Les interprétations d'après-guerre de Furtwängler, particulièrement celles de la fin de la vie du chef, encore plus s'il s'agit d'enregistrements de studio, ne délivrent pas toute la tension et le dramatisme qu'on trouve dans ses concerts de l'époque de la guerre, dont on a conservé notamment ceux réalisés entre 1942 et le début de 1945. Ces quatre disques très bien remplis sont consacrés à Beethoven, le compositeur que Furtwängler a le plus dirigé. On y trouve:
- l'Héroïque du 19 ou 20 décembre 1944, avec l'Orchestre philharmonique de Vienne;
- la 4e et la 5e de juin 1943, la Pastorale de mars 1944, la 7e du 31 octobre ou du 3 novembre 1944, la 9e de mars 1942 (avec Tilla Briem, Peter Anders, Elisabeth Höngen, Rudolf Watzke), tous avec l'Orchestre Philharmonique de Berlin;
- enfin deux ouvertures, Coriolan, de 1943 et Leonore III, de 1944.
Le style de guerre de Furtwängler, d'une grandeur parfois écrasante, mais le plus souvent exaltante, se caractérise par un emploi du rubato qui peut à notre époque nous sembler extrême, mais qui, comparé à des chefs de la même époque comme Mengelberg, n'aboutit pas à des variations brutales : le tempo, tel un organisme vivant, se dilate ou se rétracte de façon progressive, même quand le changement est rapide. Enfin, l'impression générale est celle d'une violence qu'on ne trouve pas à ce degré dans les interprétations d'avant-guerre, ce que les circonstances dramatiques, et dramatiquement vécues par Furtwängler, en opposition sourde avec le régime nazi qui avait su le piéger, expliquent suffisamment. Rien d'échevelé pourtant dans la réalisation, car le chef savait maintenir son orchestre d'une poigne de fer (comme on dit), malgré l'insécurité et les pertes de repère que les variations du tempo imposaient aux musiciens.

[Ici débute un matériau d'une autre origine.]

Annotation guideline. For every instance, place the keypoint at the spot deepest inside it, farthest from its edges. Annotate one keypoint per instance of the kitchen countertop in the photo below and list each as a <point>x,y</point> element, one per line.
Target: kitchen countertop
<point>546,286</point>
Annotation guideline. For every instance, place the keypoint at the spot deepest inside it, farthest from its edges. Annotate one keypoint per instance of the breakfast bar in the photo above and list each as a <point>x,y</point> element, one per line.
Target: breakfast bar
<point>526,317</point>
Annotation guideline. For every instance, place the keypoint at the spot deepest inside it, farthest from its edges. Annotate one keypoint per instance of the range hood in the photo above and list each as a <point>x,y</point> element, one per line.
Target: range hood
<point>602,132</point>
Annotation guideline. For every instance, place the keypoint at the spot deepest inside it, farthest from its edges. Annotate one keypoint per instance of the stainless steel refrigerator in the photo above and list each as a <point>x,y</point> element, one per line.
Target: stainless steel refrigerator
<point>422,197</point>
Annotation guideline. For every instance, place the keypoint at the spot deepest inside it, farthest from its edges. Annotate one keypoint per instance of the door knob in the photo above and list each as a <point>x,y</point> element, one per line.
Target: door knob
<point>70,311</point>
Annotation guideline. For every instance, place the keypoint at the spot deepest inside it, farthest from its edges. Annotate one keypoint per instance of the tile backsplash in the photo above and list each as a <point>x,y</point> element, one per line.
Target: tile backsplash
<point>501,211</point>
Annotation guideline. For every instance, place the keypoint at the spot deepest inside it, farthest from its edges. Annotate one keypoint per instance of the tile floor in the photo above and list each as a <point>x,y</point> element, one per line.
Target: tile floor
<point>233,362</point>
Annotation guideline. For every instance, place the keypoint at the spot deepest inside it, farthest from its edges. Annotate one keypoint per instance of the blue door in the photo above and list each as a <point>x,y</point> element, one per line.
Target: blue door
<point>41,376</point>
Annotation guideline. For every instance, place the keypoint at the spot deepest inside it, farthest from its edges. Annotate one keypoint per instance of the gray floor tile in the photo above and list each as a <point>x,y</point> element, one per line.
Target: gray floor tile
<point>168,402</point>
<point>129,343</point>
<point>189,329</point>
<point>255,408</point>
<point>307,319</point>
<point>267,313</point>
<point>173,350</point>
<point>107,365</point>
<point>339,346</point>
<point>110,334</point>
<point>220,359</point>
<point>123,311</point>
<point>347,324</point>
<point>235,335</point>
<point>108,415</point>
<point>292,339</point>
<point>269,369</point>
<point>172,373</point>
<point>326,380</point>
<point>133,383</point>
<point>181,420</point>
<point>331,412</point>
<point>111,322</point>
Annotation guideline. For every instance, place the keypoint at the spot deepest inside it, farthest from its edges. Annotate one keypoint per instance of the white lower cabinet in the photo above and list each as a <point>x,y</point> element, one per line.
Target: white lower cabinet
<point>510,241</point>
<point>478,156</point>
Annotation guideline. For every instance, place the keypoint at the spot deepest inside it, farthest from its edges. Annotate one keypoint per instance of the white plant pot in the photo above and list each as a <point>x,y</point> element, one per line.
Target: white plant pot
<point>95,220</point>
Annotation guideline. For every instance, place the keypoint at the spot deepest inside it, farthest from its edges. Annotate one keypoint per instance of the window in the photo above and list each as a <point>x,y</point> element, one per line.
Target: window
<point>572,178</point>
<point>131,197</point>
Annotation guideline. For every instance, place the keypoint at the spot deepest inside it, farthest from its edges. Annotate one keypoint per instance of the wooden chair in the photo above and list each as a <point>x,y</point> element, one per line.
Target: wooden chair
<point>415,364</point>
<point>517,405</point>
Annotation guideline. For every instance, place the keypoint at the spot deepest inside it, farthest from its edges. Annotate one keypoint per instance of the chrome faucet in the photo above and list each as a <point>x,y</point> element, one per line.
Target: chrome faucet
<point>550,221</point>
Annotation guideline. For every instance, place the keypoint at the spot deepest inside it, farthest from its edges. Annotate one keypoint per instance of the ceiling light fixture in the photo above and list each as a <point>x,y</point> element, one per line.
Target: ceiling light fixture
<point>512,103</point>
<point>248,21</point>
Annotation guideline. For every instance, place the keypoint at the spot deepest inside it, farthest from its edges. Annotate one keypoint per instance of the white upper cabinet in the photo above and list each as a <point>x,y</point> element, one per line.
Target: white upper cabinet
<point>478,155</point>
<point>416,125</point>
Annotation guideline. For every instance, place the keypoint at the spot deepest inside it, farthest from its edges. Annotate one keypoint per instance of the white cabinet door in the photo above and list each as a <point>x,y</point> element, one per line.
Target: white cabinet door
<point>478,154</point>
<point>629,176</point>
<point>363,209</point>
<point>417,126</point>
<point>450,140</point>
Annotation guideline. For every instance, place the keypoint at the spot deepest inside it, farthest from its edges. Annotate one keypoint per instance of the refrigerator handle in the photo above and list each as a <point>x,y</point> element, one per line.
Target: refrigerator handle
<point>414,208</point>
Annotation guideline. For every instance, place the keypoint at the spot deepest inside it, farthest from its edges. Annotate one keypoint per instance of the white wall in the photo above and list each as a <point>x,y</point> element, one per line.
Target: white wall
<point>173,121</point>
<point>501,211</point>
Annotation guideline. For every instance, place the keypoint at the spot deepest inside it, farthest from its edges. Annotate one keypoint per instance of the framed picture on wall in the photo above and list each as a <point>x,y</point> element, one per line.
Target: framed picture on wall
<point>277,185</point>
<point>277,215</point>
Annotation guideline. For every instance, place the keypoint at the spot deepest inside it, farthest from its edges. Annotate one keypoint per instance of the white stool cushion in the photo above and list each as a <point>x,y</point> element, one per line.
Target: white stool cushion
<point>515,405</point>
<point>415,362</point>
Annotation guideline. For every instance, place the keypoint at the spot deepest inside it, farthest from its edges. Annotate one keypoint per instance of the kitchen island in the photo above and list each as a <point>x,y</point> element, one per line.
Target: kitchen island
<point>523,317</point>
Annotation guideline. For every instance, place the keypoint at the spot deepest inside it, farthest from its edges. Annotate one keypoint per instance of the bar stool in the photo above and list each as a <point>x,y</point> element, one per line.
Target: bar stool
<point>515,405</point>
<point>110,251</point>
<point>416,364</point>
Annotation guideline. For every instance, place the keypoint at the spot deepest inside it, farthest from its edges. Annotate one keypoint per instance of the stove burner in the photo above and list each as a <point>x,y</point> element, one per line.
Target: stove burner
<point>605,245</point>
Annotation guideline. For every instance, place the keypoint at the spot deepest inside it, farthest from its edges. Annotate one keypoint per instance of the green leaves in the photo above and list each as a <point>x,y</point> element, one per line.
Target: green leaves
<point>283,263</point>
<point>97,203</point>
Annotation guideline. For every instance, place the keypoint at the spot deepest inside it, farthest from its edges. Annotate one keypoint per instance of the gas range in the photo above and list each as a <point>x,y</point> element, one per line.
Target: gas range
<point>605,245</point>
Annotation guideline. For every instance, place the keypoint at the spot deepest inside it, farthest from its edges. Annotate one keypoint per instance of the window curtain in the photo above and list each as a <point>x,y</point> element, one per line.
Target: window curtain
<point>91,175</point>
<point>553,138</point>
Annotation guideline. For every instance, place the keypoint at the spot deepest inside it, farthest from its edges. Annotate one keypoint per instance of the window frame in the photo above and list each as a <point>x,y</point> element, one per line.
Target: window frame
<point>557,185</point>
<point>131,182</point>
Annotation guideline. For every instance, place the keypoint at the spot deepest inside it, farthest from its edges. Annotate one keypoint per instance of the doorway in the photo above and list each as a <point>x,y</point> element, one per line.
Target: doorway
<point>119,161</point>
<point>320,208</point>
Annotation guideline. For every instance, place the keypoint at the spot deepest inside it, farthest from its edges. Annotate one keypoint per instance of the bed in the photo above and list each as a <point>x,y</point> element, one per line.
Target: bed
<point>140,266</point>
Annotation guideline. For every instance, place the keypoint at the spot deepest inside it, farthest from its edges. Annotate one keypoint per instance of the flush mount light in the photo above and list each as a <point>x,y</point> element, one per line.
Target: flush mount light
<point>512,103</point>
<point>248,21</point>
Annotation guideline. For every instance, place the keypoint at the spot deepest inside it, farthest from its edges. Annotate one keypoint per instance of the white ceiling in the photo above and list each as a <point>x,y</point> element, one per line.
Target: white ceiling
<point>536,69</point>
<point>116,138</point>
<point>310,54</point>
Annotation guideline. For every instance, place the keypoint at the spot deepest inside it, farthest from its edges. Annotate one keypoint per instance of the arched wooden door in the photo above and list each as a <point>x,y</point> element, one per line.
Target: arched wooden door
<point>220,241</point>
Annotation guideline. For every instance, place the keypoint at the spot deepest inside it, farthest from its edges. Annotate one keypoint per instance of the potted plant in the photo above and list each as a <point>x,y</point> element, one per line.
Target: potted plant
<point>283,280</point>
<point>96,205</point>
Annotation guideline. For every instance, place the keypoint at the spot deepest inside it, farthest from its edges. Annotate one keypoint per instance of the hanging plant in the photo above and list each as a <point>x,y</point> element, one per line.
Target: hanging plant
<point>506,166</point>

Parmi ces symphonies, la Pastorale a pu trouver des interprétations plus équilibrées après guerre et la Quatrième n'est pas très "universelle", mais reste passionnante par la grandeur, peut être excessive, que le chef lui insuffle. La 9e est particulièrement sombre et suffirait à prouver les sentiments réels de Furtwängler vis-à-vis du régime, pourtant à l'apogée de ses victoires, à une époque où la défaite finale était bien loin. On peut trouver ce pessimisme en contradiction avec le message explicite du finale, qui utilise le texte de l'Ode à la Joie de Schiller, mais Furtwängler lui-même n'a jamais plus atteint la grandeur de la coda du premier mouvement; cependant la version de Bayreuth de 1951 est de propos plus universel et équilibré. Les 5e et 7e sont dans l'absolu, c'est à dire sans tenir compte de la qualité du son, les interprétations les plus puissantes de ces oeuvres et les tempi de la 7e surprendront ceux qui considèrent Furtwängler comme un chef lent; la comparaison avec les enregistrements de studio des années 50 est nettement à l'avantage des versions de guerre. Les deux ouvertures sont aussi passionnantes, peut être particulièrement Coriolan.
Mais le sommet des sommets est atteint par l'Héroïque de décembre 1944, où la violence contrôlée (mais sans l'aspect plus ou moins dépressif qu'on peut regretter dans la 9e), la maîtrise du rubato, la tension permanente, parce qu'elles sont en adéquation avec la nature de l'oeuvre, font de cette interprétation un modèle indépassable et peut être indiscutable d'authenticité beethovénienne, à côté duquel toutes les autres versions pâlissent. L'enregistrement, s'il ne peut permettre de lire les détails orchestraux, a préservé les harmoniques qui le rendent particulièrement vivant, sauf intervention intempestive des techniciens.
Pour cette Héroïque particulièrement, qu'on peut trouver, de façon irrégulière, avec d'autres labels, il peut être prudent de faire davantage confiance à Music & Arts qu'à d'autres marques de fiabilité incertaine. On se souvient que du temps du 33 tours, Turnabout avait réussi à filtrer abusivement la source et à faire tourner ses disques trop vite, alors que les maisons Unicorn et Urania avaient obtenu un résultat bien plus fidèle.